Initially I made it strictly for married women and widows and I provided teaching equipment and material for practical, free. Just to empower the women and empower the nation, but doing it all alone has not been funny, vast capital intensive. By 2017 spinsters and the girl child were encouraged to join, and I could not afford to buy materials for everyone again, I encouraged them to buy their own materials for their practical. We have two staff and contract instructors. The ‘Free Skill Acquisition Training Center for Women, do also visits schools to train girls and so far since 2016 we have visited 31 secondary schools for skill training programs, just to empower the girl child and women generally.

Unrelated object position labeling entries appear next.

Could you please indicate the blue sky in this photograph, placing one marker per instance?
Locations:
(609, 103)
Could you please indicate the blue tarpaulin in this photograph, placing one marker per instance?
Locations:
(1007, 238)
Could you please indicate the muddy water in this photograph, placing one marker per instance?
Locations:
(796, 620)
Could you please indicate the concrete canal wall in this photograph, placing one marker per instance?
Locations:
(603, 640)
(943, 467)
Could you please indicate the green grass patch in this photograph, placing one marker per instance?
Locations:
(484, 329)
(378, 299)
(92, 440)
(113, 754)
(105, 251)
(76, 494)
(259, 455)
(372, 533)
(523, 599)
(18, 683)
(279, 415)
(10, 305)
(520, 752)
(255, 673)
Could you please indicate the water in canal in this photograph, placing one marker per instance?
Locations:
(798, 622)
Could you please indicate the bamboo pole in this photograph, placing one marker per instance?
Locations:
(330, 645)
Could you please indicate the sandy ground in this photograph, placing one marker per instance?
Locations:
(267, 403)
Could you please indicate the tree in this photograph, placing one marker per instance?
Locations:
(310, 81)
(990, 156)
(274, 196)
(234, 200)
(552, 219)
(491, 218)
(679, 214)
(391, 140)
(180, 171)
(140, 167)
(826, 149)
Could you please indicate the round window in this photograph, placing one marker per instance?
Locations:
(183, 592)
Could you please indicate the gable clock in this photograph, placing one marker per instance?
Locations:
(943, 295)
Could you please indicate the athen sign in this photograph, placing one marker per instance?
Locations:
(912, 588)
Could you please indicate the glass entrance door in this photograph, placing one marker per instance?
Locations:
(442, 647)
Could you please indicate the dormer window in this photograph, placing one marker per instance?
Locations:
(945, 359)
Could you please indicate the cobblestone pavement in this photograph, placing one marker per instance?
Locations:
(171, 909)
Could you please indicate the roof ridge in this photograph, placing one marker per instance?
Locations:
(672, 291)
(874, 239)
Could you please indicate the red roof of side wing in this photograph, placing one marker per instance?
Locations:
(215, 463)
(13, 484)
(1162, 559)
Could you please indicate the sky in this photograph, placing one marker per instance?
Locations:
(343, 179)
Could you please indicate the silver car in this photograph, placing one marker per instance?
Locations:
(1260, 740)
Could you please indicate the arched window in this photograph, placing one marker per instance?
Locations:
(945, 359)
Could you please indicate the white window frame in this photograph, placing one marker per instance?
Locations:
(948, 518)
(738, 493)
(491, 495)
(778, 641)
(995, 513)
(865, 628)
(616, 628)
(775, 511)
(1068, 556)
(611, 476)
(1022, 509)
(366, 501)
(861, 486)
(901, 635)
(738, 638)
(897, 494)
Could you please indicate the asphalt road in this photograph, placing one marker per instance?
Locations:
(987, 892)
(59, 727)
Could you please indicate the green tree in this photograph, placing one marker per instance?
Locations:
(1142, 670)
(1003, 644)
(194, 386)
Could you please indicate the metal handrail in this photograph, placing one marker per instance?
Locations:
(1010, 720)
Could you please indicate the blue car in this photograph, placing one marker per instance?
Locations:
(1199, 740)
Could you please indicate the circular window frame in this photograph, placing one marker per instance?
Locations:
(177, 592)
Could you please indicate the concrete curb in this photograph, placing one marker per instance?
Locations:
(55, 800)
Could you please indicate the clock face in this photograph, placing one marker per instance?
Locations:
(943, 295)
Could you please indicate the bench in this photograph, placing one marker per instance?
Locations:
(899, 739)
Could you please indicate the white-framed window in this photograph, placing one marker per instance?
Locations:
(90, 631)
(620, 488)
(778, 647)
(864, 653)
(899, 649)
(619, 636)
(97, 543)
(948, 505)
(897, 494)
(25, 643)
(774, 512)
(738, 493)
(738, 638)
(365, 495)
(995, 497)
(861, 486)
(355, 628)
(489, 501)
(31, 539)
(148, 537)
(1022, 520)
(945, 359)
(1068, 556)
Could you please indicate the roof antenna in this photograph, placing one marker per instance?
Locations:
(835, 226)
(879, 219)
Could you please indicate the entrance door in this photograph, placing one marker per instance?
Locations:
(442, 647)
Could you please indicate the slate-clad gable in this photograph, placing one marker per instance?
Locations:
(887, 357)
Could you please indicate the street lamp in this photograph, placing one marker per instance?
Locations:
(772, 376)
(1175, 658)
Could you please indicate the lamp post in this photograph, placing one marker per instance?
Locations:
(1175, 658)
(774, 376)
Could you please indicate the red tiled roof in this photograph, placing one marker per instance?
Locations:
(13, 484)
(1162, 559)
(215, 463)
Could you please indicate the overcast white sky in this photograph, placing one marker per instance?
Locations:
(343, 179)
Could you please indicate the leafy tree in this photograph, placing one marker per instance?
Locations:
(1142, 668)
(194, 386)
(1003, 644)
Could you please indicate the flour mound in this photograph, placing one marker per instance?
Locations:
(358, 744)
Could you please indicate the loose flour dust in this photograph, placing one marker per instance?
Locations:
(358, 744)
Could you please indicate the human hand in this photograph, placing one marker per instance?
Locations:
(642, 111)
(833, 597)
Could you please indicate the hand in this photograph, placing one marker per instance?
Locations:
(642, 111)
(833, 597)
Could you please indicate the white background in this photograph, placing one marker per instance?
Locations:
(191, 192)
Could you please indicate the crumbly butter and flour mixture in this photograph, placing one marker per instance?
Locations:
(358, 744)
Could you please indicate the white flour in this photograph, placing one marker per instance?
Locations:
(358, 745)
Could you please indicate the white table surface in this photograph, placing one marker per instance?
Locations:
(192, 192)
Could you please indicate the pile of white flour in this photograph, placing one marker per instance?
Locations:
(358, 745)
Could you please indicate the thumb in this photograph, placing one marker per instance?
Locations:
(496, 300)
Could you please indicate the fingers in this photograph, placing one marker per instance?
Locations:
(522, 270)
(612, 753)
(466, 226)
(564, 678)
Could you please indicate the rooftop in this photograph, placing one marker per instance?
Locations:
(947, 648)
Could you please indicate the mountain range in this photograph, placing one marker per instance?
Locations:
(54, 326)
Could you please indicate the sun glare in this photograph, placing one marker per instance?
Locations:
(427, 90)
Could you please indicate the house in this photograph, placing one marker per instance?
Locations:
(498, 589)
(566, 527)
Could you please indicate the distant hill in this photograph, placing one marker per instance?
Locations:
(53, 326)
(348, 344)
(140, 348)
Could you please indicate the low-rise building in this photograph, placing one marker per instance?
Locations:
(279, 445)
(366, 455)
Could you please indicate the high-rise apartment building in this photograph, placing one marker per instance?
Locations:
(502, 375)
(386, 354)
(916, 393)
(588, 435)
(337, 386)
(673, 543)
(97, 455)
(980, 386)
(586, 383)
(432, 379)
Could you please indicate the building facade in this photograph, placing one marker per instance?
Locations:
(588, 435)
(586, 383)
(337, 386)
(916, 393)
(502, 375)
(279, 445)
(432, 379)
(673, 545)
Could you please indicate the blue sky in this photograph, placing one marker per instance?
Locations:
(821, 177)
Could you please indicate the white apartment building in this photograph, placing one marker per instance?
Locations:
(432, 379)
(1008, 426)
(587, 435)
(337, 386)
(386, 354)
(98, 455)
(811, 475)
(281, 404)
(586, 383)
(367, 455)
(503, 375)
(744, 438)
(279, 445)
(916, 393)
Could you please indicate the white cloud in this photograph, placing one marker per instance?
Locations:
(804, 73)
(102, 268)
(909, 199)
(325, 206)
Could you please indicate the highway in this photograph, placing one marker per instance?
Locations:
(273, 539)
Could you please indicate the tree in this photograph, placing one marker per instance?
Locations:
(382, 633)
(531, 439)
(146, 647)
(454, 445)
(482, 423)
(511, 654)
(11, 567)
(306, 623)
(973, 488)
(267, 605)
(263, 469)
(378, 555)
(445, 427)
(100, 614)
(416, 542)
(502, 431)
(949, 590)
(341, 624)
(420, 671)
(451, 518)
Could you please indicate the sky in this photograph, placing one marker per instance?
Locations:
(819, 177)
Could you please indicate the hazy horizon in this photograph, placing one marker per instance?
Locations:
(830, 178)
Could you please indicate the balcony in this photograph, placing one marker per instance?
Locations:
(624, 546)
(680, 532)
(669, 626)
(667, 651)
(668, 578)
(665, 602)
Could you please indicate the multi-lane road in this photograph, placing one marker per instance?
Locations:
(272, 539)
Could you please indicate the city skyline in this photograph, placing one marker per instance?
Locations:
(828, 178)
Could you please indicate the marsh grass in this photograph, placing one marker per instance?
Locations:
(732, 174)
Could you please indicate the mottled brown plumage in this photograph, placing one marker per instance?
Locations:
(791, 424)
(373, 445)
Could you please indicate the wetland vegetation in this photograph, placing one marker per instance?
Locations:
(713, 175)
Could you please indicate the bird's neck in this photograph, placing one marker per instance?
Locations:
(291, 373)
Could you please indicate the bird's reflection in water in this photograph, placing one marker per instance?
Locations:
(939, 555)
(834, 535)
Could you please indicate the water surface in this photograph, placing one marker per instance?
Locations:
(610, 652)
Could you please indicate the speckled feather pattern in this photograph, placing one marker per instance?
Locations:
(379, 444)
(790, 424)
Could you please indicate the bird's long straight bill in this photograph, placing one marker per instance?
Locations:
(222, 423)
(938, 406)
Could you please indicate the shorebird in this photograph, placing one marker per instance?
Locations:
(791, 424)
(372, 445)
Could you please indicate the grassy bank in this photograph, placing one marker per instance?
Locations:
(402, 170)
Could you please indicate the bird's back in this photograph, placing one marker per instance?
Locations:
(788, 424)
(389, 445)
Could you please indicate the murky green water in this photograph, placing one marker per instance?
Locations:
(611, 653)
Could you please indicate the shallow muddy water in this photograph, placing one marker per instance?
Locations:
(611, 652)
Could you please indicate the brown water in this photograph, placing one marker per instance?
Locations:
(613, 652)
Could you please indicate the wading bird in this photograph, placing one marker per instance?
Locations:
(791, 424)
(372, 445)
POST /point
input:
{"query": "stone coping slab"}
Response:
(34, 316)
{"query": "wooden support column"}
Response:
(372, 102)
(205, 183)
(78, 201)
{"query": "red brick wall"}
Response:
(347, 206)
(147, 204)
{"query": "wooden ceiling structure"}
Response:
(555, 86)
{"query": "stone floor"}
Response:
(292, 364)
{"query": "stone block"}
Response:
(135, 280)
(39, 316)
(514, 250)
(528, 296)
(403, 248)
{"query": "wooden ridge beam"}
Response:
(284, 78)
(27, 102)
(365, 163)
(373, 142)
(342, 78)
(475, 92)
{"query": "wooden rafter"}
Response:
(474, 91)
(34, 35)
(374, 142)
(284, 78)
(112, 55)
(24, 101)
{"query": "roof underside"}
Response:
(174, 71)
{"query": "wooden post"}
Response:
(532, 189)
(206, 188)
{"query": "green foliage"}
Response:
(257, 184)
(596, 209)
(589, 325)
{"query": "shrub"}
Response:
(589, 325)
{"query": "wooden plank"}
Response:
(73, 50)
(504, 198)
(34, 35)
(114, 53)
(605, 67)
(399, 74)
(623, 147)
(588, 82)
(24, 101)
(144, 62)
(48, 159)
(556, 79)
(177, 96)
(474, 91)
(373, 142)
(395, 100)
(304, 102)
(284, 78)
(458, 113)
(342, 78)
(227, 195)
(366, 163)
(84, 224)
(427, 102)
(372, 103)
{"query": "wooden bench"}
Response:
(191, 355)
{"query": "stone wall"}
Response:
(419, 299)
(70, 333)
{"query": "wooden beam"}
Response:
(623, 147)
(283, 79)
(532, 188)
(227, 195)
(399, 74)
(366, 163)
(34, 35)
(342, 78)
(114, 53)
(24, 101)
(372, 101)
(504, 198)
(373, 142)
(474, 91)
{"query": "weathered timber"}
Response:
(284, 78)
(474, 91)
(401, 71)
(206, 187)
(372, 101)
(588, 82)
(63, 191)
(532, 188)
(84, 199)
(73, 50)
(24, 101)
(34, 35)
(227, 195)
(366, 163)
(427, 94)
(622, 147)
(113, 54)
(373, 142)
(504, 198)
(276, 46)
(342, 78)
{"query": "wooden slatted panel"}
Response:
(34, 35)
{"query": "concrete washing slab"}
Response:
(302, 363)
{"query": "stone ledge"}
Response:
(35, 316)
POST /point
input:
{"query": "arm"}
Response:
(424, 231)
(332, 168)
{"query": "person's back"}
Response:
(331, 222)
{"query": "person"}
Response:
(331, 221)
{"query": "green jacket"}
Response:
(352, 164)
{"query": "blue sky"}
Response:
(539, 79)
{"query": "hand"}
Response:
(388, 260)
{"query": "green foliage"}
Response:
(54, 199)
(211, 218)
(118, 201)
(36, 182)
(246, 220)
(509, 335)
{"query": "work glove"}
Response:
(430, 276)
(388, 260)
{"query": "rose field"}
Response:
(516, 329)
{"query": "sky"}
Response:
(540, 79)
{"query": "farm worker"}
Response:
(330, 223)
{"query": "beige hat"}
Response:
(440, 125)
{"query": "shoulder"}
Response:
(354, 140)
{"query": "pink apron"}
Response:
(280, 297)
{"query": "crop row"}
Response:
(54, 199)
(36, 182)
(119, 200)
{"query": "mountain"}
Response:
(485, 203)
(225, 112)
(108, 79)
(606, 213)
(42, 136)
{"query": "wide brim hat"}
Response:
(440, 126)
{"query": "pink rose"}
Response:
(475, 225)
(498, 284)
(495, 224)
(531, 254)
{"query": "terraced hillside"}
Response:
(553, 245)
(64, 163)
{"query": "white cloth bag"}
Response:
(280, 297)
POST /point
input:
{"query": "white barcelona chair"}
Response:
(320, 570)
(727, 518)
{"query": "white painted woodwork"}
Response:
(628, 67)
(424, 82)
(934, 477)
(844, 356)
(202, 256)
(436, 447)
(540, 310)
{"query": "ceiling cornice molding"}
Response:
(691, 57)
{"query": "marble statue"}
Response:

Little wonder I was voted as the Most Reliable man in Africa in 2016 by a Chinese company SDLG and was awarded a cash prize of 1000 dollar for the Skill center. Like I said earlier, we started in February 2016 and by December of the same year we trained 96 women free. In 2017, the figure rose to 1,875, by December of 2018, we had trained 3, 320 women, by December ending 2019 we have trained 5034 women free of charge in different vocations. For 2020 to 2021, the figures dropped due to the Covid 19 pandemic. By April ending 2022 that is last month, we have trained a total of 6, 121 women/girl child.

Sincerely, if you ask me, I am of the opinion that Skill acquisition should be introduced in our higher institutions. Look at China today, taking over the world in practically all human endeavours because of skill development, Nigerian Universities should stop teaching us 1950 theories in 2022, we need more practicals and more skills, in Nigeria and even Africa.